In this declaratory judgment action, the Trial Court granted defendant summary judgment on the issue of priority of liens on real property. On the Petition to Set Up a Lost Instrument, the Trial Court following an evidentiary hearing, held that defendant was entitled to set up the lost instrument by a copy of its original. On appeal, we affirm the Trial Court’s decision in establishing the lost instrument, but vacate the summary judgment on the issue of the priority of liens and remand for trial on that issue.
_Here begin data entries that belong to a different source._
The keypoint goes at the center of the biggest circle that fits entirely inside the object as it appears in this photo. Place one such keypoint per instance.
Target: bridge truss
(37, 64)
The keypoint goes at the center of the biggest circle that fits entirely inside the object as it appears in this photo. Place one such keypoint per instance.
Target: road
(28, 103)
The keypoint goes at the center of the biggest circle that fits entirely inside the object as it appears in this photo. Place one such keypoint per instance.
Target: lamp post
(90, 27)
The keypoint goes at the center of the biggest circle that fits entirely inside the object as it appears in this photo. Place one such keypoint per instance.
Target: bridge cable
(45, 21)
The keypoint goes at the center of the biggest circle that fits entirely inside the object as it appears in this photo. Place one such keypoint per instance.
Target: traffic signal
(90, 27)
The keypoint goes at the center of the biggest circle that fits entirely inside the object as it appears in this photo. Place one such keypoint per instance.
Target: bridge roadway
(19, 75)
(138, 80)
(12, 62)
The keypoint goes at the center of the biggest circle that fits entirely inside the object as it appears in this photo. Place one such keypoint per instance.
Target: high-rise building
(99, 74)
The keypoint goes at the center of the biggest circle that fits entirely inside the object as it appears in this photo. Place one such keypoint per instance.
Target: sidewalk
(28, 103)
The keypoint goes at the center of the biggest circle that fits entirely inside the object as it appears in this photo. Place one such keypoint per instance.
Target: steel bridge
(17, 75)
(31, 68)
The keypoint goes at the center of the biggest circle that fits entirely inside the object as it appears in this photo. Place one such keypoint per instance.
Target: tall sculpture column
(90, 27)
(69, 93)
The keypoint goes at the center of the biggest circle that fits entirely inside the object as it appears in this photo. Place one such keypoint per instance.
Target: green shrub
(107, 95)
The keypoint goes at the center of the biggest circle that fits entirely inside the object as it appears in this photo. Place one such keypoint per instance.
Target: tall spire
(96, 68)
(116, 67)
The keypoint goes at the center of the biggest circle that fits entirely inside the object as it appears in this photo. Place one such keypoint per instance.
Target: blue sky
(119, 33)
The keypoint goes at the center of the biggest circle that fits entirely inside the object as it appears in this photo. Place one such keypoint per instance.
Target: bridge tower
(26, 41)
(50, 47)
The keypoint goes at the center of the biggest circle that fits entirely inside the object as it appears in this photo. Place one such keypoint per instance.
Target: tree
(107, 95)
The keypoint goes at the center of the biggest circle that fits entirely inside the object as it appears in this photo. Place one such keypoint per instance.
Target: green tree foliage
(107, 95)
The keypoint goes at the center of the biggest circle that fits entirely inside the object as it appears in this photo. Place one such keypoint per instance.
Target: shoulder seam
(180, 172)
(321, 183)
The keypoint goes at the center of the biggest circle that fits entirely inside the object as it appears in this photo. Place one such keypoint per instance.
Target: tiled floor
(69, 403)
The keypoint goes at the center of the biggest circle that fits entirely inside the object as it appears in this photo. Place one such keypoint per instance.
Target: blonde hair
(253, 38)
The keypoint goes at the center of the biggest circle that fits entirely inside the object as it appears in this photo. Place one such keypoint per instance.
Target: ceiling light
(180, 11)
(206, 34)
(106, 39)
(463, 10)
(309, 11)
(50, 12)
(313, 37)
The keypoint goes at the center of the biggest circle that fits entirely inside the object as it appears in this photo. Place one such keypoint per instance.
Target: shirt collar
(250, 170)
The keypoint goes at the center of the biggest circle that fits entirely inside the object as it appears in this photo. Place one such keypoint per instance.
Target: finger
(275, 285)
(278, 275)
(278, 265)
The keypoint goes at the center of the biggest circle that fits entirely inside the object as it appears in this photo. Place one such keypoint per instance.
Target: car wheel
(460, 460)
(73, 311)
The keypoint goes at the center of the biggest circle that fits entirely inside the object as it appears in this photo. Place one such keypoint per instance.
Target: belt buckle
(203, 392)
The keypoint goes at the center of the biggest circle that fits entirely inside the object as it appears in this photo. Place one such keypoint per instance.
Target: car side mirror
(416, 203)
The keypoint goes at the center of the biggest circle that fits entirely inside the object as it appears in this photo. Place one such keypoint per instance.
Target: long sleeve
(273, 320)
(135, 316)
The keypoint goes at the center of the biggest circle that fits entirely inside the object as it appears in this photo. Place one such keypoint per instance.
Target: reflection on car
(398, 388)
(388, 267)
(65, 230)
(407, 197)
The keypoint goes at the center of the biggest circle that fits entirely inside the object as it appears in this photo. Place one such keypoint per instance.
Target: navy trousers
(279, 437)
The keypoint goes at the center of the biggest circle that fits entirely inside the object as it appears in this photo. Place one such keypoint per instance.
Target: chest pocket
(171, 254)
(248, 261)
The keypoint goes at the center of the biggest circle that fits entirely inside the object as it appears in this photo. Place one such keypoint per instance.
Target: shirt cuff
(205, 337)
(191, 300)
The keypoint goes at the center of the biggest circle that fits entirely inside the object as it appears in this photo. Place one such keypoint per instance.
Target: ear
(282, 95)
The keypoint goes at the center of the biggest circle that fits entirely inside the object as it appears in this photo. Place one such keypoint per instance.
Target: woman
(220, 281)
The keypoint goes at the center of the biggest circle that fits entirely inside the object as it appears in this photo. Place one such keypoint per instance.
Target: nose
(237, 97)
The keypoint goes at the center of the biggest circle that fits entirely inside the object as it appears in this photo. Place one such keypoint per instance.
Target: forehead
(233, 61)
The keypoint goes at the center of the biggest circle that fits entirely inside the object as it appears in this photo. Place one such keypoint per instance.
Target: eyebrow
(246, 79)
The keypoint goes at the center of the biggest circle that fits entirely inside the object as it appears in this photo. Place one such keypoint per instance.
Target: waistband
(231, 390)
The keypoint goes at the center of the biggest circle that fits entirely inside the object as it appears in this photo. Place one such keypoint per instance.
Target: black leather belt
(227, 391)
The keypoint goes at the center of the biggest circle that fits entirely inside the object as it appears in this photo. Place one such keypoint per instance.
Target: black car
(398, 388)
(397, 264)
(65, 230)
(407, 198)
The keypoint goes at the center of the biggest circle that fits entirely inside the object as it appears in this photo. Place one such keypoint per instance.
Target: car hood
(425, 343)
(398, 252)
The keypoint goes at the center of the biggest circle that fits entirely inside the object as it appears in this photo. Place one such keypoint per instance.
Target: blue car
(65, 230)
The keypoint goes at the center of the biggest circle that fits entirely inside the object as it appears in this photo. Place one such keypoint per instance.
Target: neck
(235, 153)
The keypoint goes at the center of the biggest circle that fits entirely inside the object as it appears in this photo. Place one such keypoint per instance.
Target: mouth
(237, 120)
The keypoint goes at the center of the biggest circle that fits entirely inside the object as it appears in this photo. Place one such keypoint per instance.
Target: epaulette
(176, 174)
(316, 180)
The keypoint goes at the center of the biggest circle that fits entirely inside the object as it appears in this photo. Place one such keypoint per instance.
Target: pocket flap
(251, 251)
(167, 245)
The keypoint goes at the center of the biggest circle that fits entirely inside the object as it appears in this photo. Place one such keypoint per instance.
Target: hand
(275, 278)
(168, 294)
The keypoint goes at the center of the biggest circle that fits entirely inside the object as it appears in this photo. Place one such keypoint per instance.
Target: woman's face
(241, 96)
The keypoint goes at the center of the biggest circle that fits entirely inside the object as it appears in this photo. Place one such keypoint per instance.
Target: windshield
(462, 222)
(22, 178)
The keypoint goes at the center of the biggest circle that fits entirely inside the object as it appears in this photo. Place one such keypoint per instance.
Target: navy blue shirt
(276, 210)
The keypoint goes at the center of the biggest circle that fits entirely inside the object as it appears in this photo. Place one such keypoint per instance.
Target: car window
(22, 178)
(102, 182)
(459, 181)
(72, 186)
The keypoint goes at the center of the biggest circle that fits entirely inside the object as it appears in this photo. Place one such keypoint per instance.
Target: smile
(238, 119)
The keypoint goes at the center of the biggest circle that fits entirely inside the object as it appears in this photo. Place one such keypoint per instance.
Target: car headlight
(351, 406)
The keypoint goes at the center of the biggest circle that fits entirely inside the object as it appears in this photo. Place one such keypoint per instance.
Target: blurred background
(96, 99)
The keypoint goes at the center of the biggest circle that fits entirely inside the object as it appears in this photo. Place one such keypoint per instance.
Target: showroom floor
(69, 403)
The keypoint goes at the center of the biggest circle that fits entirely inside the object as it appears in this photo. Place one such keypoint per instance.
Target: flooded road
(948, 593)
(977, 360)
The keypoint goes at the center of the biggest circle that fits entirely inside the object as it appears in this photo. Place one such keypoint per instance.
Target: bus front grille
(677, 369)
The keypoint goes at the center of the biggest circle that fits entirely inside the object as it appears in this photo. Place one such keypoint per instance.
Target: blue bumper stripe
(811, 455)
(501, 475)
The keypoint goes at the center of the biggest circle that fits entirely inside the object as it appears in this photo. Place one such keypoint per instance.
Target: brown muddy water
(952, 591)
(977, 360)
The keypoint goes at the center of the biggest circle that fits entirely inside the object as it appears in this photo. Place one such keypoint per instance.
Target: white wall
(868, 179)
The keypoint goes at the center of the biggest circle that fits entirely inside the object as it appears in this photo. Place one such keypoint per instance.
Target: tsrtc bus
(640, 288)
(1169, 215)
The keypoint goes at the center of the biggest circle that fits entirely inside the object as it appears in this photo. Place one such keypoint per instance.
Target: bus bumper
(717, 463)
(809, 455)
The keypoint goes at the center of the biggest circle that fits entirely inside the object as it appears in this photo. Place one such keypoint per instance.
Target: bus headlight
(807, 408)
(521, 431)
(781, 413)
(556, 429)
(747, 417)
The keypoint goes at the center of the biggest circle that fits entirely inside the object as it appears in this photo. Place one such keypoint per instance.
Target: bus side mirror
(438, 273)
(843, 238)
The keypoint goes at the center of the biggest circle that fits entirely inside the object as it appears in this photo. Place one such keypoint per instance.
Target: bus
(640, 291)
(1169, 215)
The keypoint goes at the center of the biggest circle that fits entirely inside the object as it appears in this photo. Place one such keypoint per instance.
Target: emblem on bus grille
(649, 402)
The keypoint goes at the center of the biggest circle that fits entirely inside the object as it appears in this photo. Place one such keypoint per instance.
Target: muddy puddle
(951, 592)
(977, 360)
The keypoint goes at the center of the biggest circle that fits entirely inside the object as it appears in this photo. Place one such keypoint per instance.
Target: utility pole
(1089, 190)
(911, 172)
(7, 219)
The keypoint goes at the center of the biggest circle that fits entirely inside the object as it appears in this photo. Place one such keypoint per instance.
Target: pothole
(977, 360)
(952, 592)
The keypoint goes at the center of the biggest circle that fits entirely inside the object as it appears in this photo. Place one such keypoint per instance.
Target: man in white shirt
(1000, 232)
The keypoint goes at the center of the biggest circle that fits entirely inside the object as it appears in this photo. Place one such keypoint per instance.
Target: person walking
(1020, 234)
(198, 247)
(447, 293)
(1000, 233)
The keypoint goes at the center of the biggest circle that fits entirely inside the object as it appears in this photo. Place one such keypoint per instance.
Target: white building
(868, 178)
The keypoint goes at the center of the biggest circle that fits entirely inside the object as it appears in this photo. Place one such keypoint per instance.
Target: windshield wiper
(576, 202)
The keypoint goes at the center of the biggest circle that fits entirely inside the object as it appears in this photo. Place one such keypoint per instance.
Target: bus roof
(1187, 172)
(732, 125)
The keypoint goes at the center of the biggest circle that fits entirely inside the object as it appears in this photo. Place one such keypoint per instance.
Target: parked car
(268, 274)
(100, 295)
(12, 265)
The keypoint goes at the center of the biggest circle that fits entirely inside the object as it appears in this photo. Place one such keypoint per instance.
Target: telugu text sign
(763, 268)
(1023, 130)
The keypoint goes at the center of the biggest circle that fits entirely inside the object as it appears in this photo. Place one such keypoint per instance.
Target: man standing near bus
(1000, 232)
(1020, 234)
Authoring Judge: Judge Herschel Pickens Franks
Originating Judge:Chancellor Daryl R. Fansler
Knox County Court of Appeals 11/14/08
Oakwell Farms Limited Partnership et al. v. Metropolitan Board of Fire & Building Code Appeals et al.

M2007-00801-COA-R3-CV

An apartment complex owner filed a petition for writ of certiorari to challenge a decision of the Metro Board of Fire and Building Code Appeals denying the owner’s appeal of the fire marshal’s citation of the apartment complex for failure to install pull station alarms in certain areas. We agree with the chancellor’s conclusion that the Board did not exceed its jurisdiction, did not act illegally or arbitrarily, and based its decision upon material evidence.

Authoring Judge: Judge Andy D. Bennett
Originating Judge:Judge Walter C. Kurtz
Davidson County Court of Appeals 11/14/08
Tennie Martin, et.al. v. Southern Railway Company, et.al. - Concurring

E2006-01021-SC-R11-CV

I concur with the result reached by the Court. Based on the current appellate record, there exists a genuine factual issue regarding whether Conductor Danny Martin sounded the train’s whistle as the train approached the crossing as required by Tenn. Code Ann. § 65-12-108(2) (2004).

Authoring Judge: Justice William C. Koch, Jr.